Три века спора о варягах. Летопись и варяги - страница 64

Шрифт
Интервал


В-третьих, из этого же тезиса вытекало категорическое неприятие русским национальным нарративом мысли о том, что русской землей когда-нибудь могло владеть другое государство или какой-то другой народ. Нарратив, как было сказано выше, обосновывает исключительные политические права нации на владение и распоряжение какой-то территорией, в нашем случае огромной и чрезвычайно богатой. Так что конкуренты, пусть даже и в давней истории, русскому нарративу были ни к чему. Другие народы могли быть в России, но только на правах добровольно признавших русскую власть, и никак иначе.

Миллер же, напротив, утверждал, что русской землей владели до славян и финны, и гунны, и скандинавы, что, конечно, также не могло не порождать сомнений и вопросов, объективно подрывающих воображаемое сообщество русской нации и, самое главное, ее суверенные политические права на территорию.

Принятие концепции Миллера было бы событием с далекоидущими политическими последствиями. Изменение взгляда на историю привело бы к полной перестройке и национального мировоззрения, и государственного устройства с труднопредсказуемым итогом. Для подобного понимания истории требовались все же некоторые политические основания. Концепция Миллера о призвании скандинавских варягов и их последующем растворении среди славян могла бы получить признание, скажем, если бы в 1809 году Россия захватила бы не только Финляндию, но и всю Швецию целиком. Но таких оснований не было, не появились они и впоследствии.

Так что нужно подчеркнуть, что политические мотивы, ярко проявившиеся уже в первом споре о варягах, были весьма и весьма вескими. Победа русского национального нарратива, сформулированного тогда киевским «Синопсисом», имела свои причины. Это была именно победа национального исторического нарратива, теснейшим образом связанного с государством, его существованием и суверенитетом, а вовсе не победа одного гениального Ломоносова над «немецким засильем».

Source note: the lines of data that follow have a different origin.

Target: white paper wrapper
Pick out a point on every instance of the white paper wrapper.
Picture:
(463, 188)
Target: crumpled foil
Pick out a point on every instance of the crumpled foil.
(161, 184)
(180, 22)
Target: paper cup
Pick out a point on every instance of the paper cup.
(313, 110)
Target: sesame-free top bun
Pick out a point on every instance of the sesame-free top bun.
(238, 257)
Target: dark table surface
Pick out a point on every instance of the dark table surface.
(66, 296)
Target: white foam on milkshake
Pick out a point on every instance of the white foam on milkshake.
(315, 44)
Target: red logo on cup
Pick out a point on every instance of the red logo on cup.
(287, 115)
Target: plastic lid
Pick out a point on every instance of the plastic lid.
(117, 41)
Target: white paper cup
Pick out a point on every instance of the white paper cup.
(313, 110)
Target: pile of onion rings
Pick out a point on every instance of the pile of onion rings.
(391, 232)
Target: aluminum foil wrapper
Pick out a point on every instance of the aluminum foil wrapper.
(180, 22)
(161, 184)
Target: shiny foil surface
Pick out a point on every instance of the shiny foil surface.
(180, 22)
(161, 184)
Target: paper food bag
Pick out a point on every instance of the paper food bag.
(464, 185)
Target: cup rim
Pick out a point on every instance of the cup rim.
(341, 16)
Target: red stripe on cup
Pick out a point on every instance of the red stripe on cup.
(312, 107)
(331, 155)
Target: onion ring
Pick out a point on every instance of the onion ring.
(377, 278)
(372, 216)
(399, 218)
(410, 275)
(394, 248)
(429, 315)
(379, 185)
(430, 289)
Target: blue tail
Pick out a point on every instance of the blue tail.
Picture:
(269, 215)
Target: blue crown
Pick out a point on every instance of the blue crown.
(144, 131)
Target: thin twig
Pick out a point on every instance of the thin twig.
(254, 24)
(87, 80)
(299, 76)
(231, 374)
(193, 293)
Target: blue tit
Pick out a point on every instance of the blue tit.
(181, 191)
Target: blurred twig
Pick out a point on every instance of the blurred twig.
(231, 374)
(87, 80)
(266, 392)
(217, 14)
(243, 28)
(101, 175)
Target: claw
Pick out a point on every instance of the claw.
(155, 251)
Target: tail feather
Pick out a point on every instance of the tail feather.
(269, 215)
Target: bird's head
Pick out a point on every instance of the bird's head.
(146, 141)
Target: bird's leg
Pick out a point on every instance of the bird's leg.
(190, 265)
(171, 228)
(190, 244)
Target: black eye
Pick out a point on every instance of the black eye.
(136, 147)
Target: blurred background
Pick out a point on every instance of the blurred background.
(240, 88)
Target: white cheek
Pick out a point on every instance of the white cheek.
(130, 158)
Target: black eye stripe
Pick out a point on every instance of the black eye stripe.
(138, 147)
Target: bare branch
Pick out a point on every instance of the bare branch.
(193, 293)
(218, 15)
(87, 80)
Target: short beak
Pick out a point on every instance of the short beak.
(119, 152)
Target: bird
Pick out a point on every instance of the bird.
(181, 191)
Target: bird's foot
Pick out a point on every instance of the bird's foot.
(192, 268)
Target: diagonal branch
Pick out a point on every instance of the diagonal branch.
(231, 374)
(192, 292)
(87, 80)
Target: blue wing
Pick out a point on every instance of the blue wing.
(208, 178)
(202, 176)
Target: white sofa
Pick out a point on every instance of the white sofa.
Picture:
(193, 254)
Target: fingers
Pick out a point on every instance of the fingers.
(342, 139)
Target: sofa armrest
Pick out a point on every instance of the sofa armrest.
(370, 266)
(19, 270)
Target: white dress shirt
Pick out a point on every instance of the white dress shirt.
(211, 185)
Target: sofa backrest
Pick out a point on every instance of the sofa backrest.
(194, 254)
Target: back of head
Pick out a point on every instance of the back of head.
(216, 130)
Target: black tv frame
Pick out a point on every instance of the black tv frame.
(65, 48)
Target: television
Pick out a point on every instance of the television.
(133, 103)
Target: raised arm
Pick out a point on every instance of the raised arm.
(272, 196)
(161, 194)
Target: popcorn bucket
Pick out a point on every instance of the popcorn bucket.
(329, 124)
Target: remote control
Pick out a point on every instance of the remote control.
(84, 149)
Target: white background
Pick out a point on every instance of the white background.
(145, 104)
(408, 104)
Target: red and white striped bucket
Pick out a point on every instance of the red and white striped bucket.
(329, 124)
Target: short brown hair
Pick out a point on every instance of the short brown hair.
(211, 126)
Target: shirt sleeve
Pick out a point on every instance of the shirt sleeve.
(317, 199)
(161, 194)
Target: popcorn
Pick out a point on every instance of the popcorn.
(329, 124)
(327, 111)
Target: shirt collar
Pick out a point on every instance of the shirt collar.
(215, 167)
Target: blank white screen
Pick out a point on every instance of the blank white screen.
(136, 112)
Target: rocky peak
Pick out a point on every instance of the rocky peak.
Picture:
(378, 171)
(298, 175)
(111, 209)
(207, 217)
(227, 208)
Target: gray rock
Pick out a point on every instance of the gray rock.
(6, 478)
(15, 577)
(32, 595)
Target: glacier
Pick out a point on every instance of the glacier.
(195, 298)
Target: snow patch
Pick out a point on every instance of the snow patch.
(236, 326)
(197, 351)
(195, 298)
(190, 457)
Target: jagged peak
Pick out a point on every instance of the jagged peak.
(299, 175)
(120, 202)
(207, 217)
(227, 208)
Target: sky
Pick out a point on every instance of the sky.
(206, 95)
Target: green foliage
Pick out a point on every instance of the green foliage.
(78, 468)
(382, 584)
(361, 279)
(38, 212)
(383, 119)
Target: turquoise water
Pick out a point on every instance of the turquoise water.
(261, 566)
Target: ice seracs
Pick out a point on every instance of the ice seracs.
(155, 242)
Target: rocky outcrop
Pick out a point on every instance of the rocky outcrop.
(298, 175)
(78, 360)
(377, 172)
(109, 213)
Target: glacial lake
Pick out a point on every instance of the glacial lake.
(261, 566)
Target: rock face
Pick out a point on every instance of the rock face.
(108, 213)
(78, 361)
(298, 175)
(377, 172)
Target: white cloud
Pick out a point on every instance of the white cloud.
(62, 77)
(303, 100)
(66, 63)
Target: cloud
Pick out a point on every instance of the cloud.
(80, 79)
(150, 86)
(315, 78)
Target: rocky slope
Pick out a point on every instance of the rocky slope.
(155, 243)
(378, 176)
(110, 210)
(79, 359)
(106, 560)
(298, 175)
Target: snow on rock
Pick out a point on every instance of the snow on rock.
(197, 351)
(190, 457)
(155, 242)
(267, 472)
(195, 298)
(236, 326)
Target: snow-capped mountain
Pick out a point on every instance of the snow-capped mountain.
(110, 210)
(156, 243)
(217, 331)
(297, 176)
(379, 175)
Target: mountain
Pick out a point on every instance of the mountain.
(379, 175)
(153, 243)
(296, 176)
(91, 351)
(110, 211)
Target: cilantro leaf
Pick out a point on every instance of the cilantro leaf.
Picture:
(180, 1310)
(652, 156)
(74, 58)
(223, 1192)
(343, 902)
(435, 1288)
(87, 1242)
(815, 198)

Правда, нужно отметить еще два обстоятельства. Во-первых, победа нарратива была куплена довольно дорогой ценой отказа от научного подхода в истории, что стало потом одной из особенностей русской историографии. Научные аргументы допускались в той степени, в какой они не могли повредить нарративу, как-то подрубить или повредить его основные опорные столпы. Это сильно замедляло и затрудняло развитие русской исторической науки, поскольку за каждую сферу применения научной методологии приходилось вести нелегкую борьбу, поскольку дамокловым мечом над такими работами висело ломоносовское «…нет ли в ней чего России предосудительного».